One limitation of the study is that no study participants underwent postpartum sterilization. This possibly excludes a cohort of women who had the firmest beliefs about their reproductive decision-making. Participants were interviewed in the immediate postpartum period while still hospitalized, in the middle of their decision-making processes and putting into practice previously made decisions prior to their deliveries. Additionally, only English-speaking participants were included in the study, excluding an important postpartum population in the United States.

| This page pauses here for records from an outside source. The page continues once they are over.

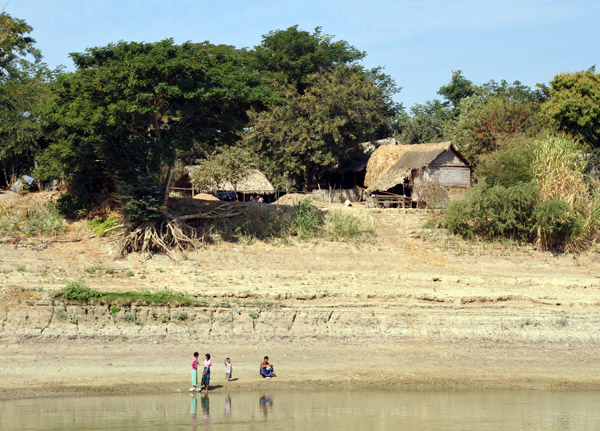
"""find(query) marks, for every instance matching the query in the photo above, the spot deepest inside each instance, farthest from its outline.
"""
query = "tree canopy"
(130, 107)
(321, 128)
(297, 54)
(574, 105)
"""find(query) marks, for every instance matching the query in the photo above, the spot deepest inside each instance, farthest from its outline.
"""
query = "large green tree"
(130, 107)
(296, 54)
(23, 93)
(497, 111)
(574, 105)
(322, 127)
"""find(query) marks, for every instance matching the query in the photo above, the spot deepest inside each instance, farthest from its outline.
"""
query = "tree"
(23, 93)
(130, 107)
(296, 55)
(15, 46)
(428, 123)
(457, 89)
(495, 113)
(227, 164)
(574, 105)
(314, 131)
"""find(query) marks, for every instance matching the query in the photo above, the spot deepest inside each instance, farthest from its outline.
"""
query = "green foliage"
(457, 89)
(181, 316)
(128, 317)
(510, 165)
(23, 95)
(61, 314)
(42, 220)
(341, 225)
(306, 220)
(77, 291)
(496, 113)
(142, 198)
(497, 211)
(227, 164)
(428, 123)
(555, 223)
(322, 127)
(100, 225)
(131, 107)
(296, 54)
(574, 105)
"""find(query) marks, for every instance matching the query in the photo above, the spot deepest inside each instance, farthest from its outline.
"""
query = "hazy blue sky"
(418, 42)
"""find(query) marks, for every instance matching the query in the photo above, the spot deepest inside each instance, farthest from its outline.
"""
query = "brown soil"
(405, 311)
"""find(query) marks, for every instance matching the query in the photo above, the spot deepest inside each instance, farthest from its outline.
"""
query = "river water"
(319, 411)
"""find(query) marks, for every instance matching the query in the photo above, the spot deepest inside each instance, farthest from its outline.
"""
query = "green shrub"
(306, 220)
(44, 220)
(343, 225)
(77, 291)
(61, 314)
(142, 198)
(100, 225)
(182, 316)
(496, 211)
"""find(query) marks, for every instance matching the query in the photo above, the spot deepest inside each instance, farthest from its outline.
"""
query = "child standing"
(206, 373)
(228, 368)
(194, 372)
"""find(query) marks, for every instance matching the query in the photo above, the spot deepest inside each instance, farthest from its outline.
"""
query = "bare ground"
(403, 312)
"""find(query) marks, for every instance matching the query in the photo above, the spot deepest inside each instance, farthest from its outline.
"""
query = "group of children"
(266, 370)
(205, 381)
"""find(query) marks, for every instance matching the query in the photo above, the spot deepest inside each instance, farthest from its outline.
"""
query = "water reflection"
(205, 407)
(400, 410)
(265, 403)
(227, 405)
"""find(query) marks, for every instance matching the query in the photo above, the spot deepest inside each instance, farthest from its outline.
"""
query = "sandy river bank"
(400, 313)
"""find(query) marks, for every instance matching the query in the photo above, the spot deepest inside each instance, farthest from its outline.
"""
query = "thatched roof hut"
(255, 182)
(443, 161)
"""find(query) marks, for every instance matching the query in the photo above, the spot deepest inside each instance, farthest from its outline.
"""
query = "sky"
(417, 42)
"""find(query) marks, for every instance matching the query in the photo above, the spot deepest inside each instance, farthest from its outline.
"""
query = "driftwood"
(171, 234)
(15, 240)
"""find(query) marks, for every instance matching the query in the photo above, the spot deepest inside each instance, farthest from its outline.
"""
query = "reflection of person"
(193, 408)
(266, 369)
(205, 403)
(194, 371)
(228, 369)
(265, 401)
(206, 373)
(227, 405)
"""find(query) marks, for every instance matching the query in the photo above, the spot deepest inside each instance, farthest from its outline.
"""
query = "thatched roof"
(382, 160)
(361, 160)
(255, 181)
(389, 166)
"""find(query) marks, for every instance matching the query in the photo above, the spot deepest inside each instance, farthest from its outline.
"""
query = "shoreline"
(128, 369)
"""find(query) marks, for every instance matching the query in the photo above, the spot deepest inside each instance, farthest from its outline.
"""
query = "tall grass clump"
(340, 225)
(101, 225)
(306, 221)
(31, 220)
(558, 166)
(535, 191)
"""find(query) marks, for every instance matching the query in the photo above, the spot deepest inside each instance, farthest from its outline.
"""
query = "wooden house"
(416, 175)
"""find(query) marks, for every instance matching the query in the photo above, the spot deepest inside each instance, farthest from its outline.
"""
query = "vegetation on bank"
(296, 106)
(79, 293)
(532, 190)
(27, 220)
(304, 223)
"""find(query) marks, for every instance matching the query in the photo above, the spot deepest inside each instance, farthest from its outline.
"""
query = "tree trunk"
(168, 186)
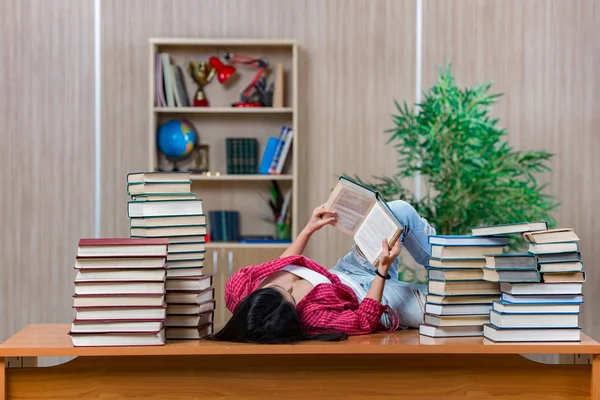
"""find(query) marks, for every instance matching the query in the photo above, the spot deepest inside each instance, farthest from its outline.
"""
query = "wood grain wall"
(46, 155)
(355, 57)
(544, 56)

The strength of the study was inclusion of women across a broad spectrum of demographics. The participants chose to use a wide variety of types of postpartum contraception. We have included a robust procedural description and believe these results are recognizable to the people who share this experience, and to those who care for the patient populations similar to our study participants. We hope these findings are generalizable to some extent throughout the United States where many hospitals care for underserved communities, particularly as postpartum LARC provision and Baby Friendly certification become more widespread. We believe these findings fit into contexts outside of the study situation and hope that clinicians view the findings as meaningful and applicable in their own experiences. It is unclear if given this unique patient population, similar patterns would emerge in other populations.

The findings from this study reinforce that the medical establishment needs to find a way to reframe the conversation around birth spacing to focus on the benefits to the newborn and maternal health. Similarly, these interviews illustrate a need for the conversation about breastfeeding to be centered around the experience of the mother. These conversations between prenatal care providers and women, and the resulting decisions made about pregnancy spacing and breastfeeding, have long-lasting implications for the wellbeing of these families. Counseling strategies that provide a sense of pride and wellbeing, rather than shame and guilt, need to be studied and implemented to better support women in the postpartum period.